Finalmente, Sánchez intentará desplazar el foco hacia la agenda económica y social. El crecimiento económico, el empleo, las pensiones o la gestión de los fondos europeos seguirán siendo presentados como pruebas de estabilidad y de capacidad de gobierno frente al ruido político.
Sin embargo, el principal riesgo para el Ejecutivo no reside únicamente en el contenido de cada caso judicial, sino en el efecto acumulativo de las investigaciones. Aunque ninguna de ellas termine comprometiendo directamente al presidente, la sucesión de informaciones, declaraciones y diligencias judiciales mantiene vivo un desgaste reputacional que dificulta al Gobierno controlar la agenda política.
La clave estará en determinar si las investigaciones generan nuevas derivadas políticas o judiciales. Si los casos continúan escalando, el Gobierno tendrá cada vez más dificultades para sostener que se trata de episodios aislados.
Si, por el contrario, no aparecen elementos que impliquen a la cúpula del Ejecutivo, Sánchez intentará consolidar el relato de que ha sido objeto de una ofensiva política mientras mantiene la normalidad institucional.
Las consecuencias políticas dependerán menos de la existencia de las causas judiciales y más de su evolución, alcance y capacidad para afectar directamente al presidente o a su núcleo de poder.
Entre los escenarios más probables destacan:
• Mayor desgaste del Gobierno. La acumulación de investigaciones puede reforzar la percepción pública de crisis permanente, incluso aunque no existan condenas ni responsabilidades directas del Ejecutivo. En política, el desgaste suele producirse por la repetición de los casos tanto como por su contenido.

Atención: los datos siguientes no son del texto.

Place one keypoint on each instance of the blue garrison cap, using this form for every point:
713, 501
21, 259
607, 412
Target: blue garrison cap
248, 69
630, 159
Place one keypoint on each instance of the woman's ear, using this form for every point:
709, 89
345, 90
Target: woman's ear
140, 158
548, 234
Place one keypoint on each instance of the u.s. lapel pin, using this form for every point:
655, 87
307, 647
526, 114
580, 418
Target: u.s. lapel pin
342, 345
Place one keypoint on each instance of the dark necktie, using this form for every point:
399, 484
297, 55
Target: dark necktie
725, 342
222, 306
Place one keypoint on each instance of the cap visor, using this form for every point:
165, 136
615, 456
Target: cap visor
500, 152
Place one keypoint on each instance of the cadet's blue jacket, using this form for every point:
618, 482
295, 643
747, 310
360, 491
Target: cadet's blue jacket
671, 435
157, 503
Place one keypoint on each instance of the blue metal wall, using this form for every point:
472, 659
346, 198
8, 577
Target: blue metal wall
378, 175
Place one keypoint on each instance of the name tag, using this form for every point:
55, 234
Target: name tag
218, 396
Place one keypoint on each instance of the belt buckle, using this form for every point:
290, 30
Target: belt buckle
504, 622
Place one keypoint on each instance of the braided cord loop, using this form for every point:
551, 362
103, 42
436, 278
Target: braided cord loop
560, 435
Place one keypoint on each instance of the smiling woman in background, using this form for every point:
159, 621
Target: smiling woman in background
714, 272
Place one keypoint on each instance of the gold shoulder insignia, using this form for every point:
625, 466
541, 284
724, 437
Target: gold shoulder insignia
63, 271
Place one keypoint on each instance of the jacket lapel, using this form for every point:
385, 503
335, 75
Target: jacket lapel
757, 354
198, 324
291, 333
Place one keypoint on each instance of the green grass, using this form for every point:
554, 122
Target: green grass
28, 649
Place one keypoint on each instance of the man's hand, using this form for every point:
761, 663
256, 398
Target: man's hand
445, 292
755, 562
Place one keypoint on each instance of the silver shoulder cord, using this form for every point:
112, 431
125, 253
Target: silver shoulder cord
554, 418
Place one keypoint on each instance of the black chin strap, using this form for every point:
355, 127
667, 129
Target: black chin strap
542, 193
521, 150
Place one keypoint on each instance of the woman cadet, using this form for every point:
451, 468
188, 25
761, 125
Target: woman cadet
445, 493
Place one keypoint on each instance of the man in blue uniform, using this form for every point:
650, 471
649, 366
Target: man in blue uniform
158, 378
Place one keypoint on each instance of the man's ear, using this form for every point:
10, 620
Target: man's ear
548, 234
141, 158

• Dificultades para controlar la agenda. El Gobierno puede verse obligado a responder continuamente a informaciones judiciales, reduciendo el espacio para impulsar su agenda económica, social o legislativa.
• Tensión con los socios parlamentarios. Los partidos que sostienen la mayoría de investidura podrían elevar sus exigencias políticas para mantener el apoyo al Ejecutivo, especialmente si el coste reputacional aumenta.
• Refuerzo de la oposición. PP y Vox encontrarían en estos procedimientos un argumento permanente para cuestionar la credibilidad del Gobierno y reclamar explicaciones, comparecencias o incluso elecciones anticipadas.
• Polarización política. El PSOE probablemente insistirá en que existe una estrategia de desgaste político y judicial contra Sánchez, mientras la oposición defenderá que los casos revelan problemas estructurales en el entorno del poder. Esto puede endurecer aún más el clima político.
• Impacto electoral. Si los casos permanecen abiertos durante meses o aparecen nuevos indicios relevantes, podrían erosionar la confianza de parte del electorado moderado. En cambio, si las investigaciones no avanzan o no afectan directamente al presidente, el impacto podría ser limitado.
En este ambiente, el riesgo para Sánchez no es necesariamente una consecuencia judicial inmediata, sino que se consolide una narrativa de desgaste, sospecha y cuestionamiento continuo de su liderazgo. En política, la percepción pública suele ser tan importante como los hechos que finalmente acrediten los tribunales.